In the Daily Beast Grover Norquist reacts to Obama’s speech: “We learn several things from President Obama's speech today promising to revise the budget he presented to America as a serious effort only 60 days ago. First, he is running for re-election on ‘hope and change.’ He will not run as the president dealing with the overspending problem he exacerbated, but as a commentator on the passing scene. ‘Oh, there's a train wreck. Not good. Someone should do something soon.’ He rushed out to respond inside the news cycle to the Paul Ryan 2012 budget plan, which will reduce Obama's federal government spending by $6 trillion over the next 10 years. His own plan is to sort of endorse a series of essays written by two aged politicians: Alan Simpson and Erskine Bowles. Quick: make a list of tax increases and spending cuts the president said he would fight for in this budget. I don't know either.”

“Obama's Numbers Don't Add Up” writes Grover Norquist on FOX News.  “Obama’s FY 2012 budget called for $2 trillion in higher spending by the end of this decade. It increased taxes by about $1 trillion dollars. There were no real reforms in entitlements or rollbacks of the one trillion dollar increase over the decade in increased domestic discretionary spending enacted in 2009… This speech was about what he would do if he was President, not what he will actually do. The hard decisions are put off until, conveniently, after 2012 and 2014. Tax hikes will be automatically triggered if the budget is not kept down. Imagine. All congress and the president have to do is keep spending and an automatic tax hike will hit Americans. No fingerprints on a tax hike vote. The perfect zipless tax hike. This goes into the politician Hall of Fame.”

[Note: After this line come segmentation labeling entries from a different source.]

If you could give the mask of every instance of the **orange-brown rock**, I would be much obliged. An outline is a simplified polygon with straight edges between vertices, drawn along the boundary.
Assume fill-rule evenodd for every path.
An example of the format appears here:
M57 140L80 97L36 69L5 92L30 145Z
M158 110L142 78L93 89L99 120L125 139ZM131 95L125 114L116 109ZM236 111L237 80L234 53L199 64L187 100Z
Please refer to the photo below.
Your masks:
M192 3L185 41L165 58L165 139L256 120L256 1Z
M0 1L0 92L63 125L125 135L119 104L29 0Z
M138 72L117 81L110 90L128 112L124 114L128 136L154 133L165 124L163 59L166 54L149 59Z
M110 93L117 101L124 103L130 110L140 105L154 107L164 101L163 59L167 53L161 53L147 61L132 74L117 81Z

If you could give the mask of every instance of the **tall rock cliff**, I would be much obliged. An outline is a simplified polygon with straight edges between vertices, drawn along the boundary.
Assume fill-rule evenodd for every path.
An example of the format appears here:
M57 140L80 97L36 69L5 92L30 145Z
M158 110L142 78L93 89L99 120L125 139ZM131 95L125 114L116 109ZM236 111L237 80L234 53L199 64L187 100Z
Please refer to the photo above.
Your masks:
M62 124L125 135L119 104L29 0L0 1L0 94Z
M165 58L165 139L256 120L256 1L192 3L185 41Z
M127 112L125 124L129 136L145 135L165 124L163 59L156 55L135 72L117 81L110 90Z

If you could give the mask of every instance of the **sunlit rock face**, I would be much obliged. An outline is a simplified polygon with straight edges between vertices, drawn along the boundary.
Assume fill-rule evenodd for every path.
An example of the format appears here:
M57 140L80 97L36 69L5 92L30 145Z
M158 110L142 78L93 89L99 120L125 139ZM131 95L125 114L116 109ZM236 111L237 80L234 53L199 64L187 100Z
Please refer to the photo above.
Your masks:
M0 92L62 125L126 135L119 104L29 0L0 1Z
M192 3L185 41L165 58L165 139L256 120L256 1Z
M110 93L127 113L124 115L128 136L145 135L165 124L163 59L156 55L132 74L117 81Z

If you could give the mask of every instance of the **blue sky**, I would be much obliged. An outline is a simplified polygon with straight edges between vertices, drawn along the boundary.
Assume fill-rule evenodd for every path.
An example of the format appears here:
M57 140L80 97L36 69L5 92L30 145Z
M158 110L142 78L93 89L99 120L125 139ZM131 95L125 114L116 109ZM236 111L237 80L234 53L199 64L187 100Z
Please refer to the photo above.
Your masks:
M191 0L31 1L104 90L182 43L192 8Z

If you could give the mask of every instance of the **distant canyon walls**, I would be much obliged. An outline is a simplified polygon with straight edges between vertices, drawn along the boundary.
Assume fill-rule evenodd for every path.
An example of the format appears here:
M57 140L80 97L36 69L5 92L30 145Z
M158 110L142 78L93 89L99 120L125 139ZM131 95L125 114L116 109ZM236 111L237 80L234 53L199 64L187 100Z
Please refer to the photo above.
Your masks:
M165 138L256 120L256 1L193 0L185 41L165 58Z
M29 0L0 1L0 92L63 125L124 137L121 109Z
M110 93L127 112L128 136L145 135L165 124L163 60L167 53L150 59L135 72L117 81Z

In The Washington Times, Grover Norquist compares President Obama’s Budget with Paul Ryan’s Budget. “At the heart of President Obama’s plan is a vigorous embrace of his ‘SimpsonBowles’ debt commission, which called for between $1 trillion and $3 trillion in higher taxes over the next decade… On the one side is Congressman Ryan.  He believes in detailed and serious budgets, no net tax increases, fundamental tax reform, cutting spending, and free market updates of the entitlement programs along the lines of the 1996 welfare reform.  On his team are the 237 Taxpayer Protection Pledge signers in the House, and the 41 in the Senate.  The entire House and SenateGOP leadership has already aligned themselves with Ryan and his plan.  The 2012 Republican Presidential candidate will be running with the Taxpayer Protection Pledge in one back pocket, and the Ryan budget in the other.”